A small debate has been rolling through various Among Us playgroups about what exactly counts as “fair play.” Chief among these concerns are the way metagaming can affect the play group, but what is metagaming in Among Us, and is it actually all that bad?
What does it mean to metagame in Among Us?
A metagame can be described as the game outside of a game. The best way to understand this would be to look at any game that has a well-known and accepted strategy. Using League of Legends as an example, something as simple as splitting the lanes into a bruiser/tank, spell caster, and AD carry + support with one roaming jungler is so accepted that Riot actually began to use it for matchmaking.
If a team were to alter their strategy specifically to beat this configuration, however, then that new strategy would be a product of metagaming. Metagaming is one of the ways that competitive games advance and new strategies and tactics are discovered, but it isn’t always accepted by all communities.
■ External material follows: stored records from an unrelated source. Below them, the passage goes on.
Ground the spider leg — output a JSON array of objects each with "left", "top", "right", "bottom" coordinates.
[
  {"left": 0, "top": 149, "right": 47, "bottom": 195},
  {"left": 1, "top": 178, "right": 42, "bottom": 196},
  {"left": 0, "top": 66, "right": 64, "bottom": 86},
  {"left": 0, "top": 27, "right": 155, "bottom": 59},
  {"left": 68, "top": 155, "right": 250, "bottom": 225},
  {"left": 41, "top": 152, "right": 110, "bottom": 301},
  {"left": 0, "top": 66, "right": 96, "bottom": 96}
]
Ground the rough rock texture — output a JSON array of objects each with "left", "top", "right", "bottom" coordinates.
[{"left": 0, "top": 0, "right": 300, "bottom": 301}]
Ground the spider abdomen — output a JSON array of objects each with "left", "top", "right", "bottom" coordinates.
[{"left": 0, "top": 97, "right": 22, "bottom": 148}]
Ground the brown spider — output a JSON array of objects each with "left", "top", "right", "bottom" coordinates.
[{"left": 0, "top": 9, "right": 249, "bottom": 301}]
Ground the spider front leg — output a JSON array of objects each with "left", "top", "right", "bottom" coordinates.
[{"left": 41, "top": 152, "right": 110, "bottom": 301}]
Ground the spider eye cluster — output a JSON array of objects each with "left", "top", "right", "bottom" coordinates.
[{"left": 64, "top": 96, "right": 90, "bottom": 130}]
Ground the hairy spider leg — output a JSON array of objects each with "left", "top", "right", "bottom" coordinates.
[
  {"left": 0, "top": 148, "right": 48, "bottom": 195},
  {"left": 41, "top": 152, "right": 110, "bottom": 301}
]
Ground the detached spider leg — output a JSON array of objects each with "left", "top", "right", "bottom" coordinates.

For people who enjoy Among Us for its more casual gameplay, metagaming can feel like someone taking the game too seriously, or requiring that everyone put a greater degree of thought into the game than they were expecting.
What does metagaming look like in Among Us?
Metagaming in Among Us comes in a variety of forms. Sometimes it can be as simple as announcing a task that confirms your innocence and asking that the rest of the crew follow to confirm. Other times it can involve using specific information in a creative fashion, such as watching who does or doesn’t show up to do a common task, and whether or not the task bar moves up when they do it.
Other types of metagaming gets players to play a certain way, such as moving around the map in small groups, or avoiding specific locations unless you have allies. In general, metagaming is any development in the way people play with the goal of increasing their win chances.
So is metagaming in Among Us bad?
The biggest problem with making any claim about whether or not metagaming makes Among Us better or worse is that everyone has their own ideas about what counts as metagaming. Is it metagaming to wait outside of electrical until a few more people show up? Is it metagaming to call an emergency meeting when the task bar is nearly filled? What about asking suspects about specific tasks that they may or may not have encountered?
What counts as “legitimate gameplay” is going to vary wildly for each Among Us playgroup. The best thing you can do for your playgroup is to simply have a conversation about how you would all like to play. If your playgroup decides to do this, you should avoid making outright rules and instead simply speak plainly about guidelines.
Rules create more problems than they solve, and have the downside of making the game more complicated in the long run. Instead, simply asking that your playgroup avoid doing specific things, like asking new players about specific task puzzles or using a buddy system throughout the map, can go a long way.